The Supreme Court also noted that in the case before it, the respondent had not been able to show exceptional circumstances or “bad faith.” And in any event, the arbitrator had passed a final award, which award itself was under challenge and pending in separate proceedings, under section 34 of the Act, and hence the Supreme Court concluded that the High Court “should not have used its inherent power to interject the arbitral process at this stage.”

Notably, the Court observed that arbitrations are modelled upon time limitations and referred to the “principle of unbreakability” as laid down in P. Radha Bai v. P. Ashok Kumar [(2019) 13 SCC 445], to opine that if the “Courts are allowed to interfere with the arbitral process beyond the ambit of the enactment, then the efficiency of the process will be diminished.”

In conclusion, Supreme Court’s decision in Bhaven Construction once again makes clear that under the jurisprudential doctrine of kompetenz-kompetenz, the sole arbitrator or an arbitral tribunal is empowered to adjudicate on, and determine, its own jurisdiction. This is statutorily enshrined in Section 16 of the Act and thus any challenge to the jurisdiction of the arbitrator or tribunal would, in the first instance, necessarily have to be determined by the arbitrator or tribunal themselves, and can only subsequently be challenged in proceedings under Section 34 upon the passing of a final award.

In this case, the Apex Court has also noted that the arbitral process is modelled upon time limitations and the sanctity of the process or the time-line should under no circumstances be compromised by a party adopting filibuster tactics of initiating parallel proceedings. One is hopeful that, going forward, this three-judge bench decision will act as a deterrent for unscrupulous litigants who attempt to undermine the legitimacy of arbitration as an effective dispute resolution mechanism and will stop regarding it as just being an alternate process.

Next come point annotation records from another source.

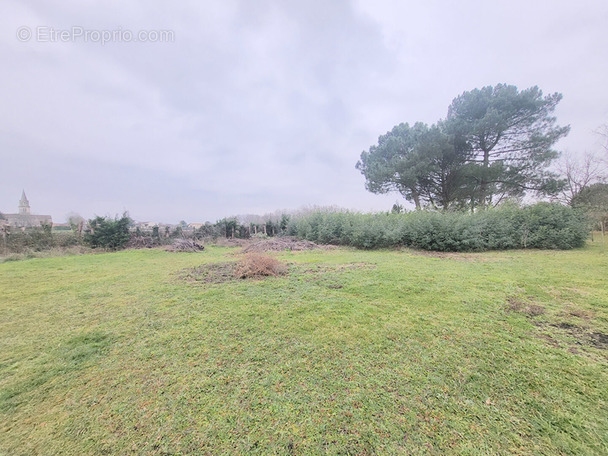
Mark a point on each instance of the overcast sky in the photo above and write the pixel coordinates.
(251, 106)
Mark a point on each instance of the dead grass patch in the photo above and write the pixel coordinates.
(258, 265)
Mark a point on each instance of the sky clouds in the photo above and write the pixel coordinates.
(257, 106)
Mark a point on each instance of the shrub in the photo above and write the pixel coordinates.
(258, 265)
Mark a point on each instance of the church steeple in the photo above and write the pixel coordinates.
(24, 204)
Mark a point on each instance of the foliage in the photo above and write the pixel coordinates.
(544, 225)
(108, 233)
(495, 143)
(258, 265)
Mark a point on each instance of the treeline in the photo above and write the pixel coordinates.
(541, 226)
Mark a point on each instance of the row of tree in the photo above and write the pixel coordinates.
(496, 143)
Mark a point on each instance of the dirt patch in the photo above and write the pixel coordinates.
(280, 244)
(258, 265)
(531, 310)
(582, 336)
(580, 313)
(328, 276)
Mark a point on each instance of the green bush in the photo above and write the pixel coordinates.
(543, 225)
(108, 233)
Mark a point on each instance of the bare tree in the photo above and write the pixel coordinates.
(603, 131)
(579, 173)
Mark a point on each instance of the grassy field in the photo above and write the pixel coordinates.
(352, 352)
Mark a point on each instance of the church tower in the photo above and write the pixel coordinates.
(24, 205)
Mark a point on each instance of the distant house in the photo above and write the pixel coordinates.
(25, 219)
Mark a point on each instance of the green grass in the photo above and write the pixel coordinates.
(353, 352)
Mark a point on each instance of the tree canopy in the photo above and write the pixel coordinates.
(495, 142)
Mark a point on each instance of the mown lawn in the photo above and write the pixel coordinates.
(353, 352)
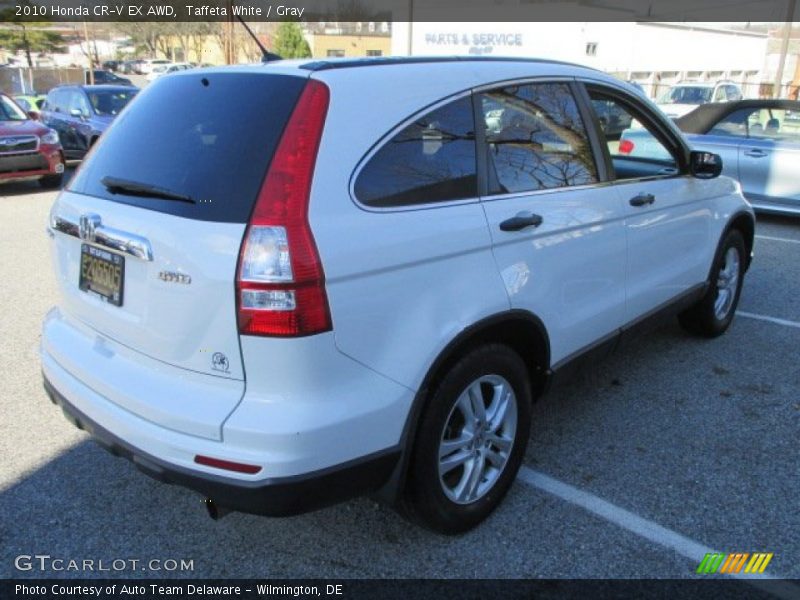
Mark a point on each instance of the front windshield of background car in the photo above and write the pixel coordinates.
(9, 111)
(110, 103)
(686, 94)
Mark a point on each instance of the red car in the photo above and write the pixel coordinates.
(28, 149)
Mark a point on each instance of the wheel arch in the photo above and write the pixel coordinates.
(521, 330)
(745, 222)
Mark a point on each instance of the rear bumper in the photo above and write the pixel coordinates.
(281, 496)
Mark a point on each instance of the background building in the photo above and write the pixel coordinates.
(653, 54)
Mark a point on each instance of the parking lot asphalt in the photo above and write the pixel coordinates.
(699, 437)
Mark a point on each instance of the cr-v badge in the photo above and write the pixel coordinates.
(173, 277)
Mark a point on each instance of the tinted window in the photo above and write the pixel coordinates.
(183, 134)
(55, 101)
(774, 124)
(535, 139)
(77, 101)
(633, 145)
(431, 160)
(110, 102)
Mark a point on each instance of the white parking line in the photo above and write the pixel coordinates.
(777, 321)
(647, 529)
(774, 239)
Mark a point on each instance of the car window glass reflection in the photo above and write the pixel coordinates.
(535, 139)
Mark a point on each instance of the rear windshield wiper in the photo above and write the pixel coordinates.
(134, 188)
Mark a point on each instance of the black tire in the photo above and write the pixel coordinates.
(428, 497)
(51, 181)
(706, 318)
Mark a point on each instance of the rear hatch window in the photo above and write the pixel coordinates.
(205, 137)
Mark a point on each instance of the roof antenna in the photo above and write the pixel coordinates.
(266, 55)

After all, in the words of William Howard Taft, the 27th president of the United States (1909–1913) and the tenth Chief Justice of the United States (1921–1930), the only person to have held both offices, “The development of the doctrine of international arbitration, considered from the standpoint of its ultimate benefits to the human race, is the most vital movement of modern times. In its relation to the well-being of the men and women of this and ensuing generations, it exceeds in importance the proper solution of various economic problems which are constant themes of legislative discussion and enactment.”

Let us recognise the true meaning on these words and strive mightily towards improving the arbitration landscape in India. Asides from helping economic activity, this will also help ease the immense burden on our Courts which are already saddled with back-logs and an unenviable case load.